Regulatory Spotlight on ESG
In June, the Department of Labor (“DOL”) issued a statement intended to “set forth a regulatory structure to assist ERISA fiduciaries in navigating these ESG investment trends and to separate the legitimate use of risk-return factors from inappropriate investments that sacrifice investment return, increase costs, or assume additional investment risk to promote non-pecuniary benefits or objectives.” The statement contained a notice called “Financial Factors in Selecting Plan Investments (“the Proposal”), aimed at clarifying obligations related to ESG fund suitability factors by fiduciaries who oversee their company-sponsored retirement plans.

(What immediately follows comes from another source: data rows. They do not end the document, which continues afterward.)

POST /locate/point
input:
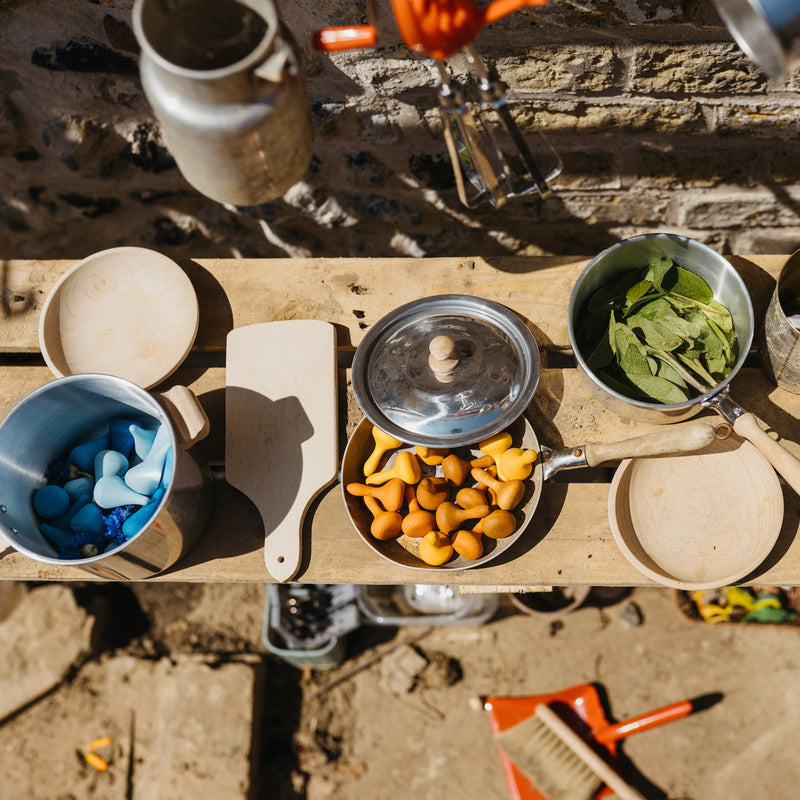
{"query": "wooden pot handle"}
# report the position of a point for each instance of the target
(188, 416)
(680, 438)
(781, 459)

Despite aiming to provide clarity, the Proposal created confusion and a modest uproar amongst retirement plan sponsors, advisors, and practitioners. This appears to be, in part, because of a failure to distinguish ESG integration and economically targeted investing (“ETI”). ESG integration is the consideration of ESG factors as part of prudent risk management and investment strategy to address those risks. ETIs are investments that aim to provide financial returns as well as collateral, non-financial benefits. The crux of the issue for plan fiduciaries is that the Proposal states that ERISA fiduciaries are obligated to integrate ESG factors into their investment analysis if they determine that those factors are likely to have a material economic impact on the investment. If a plan fiduciary, however, does not believe that ESG factors will have a material economic impact on the investment, in most circumstances, it will not be permitted to consider those factors.

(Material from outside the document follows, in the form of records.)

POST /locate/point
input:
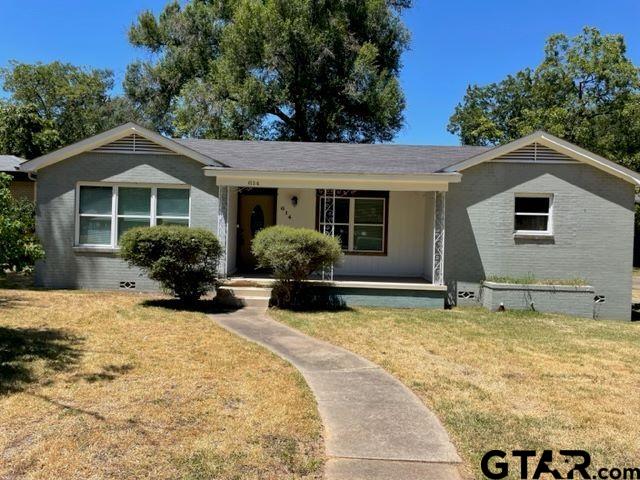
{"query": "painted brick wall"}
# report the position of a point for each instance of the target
(65, 267)
(592, 222)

Due to the Proposal’s lack of clarity, operational guidance, and enforcement regulations, it is safe to assume that the ESG suitability debate will not end any time soon.
As ESG funds are allowed in retirement plans today, most fiduciaries have access to provide ESG funds as investment alternatives in their retirement programs. We most commonly see investment lineups with a mainstream fund that satisfies the company’s ETI obligations as per their investment policy statement, as well as offering the ESG alternative. For example, a company’s plan may offer the sector’s leading domestic large-cap bled index fund as well as a large-cap blend ESG fund. Offering both options helps mitigate suitability concerns that plan participants have not been provided a prudent option in that sector.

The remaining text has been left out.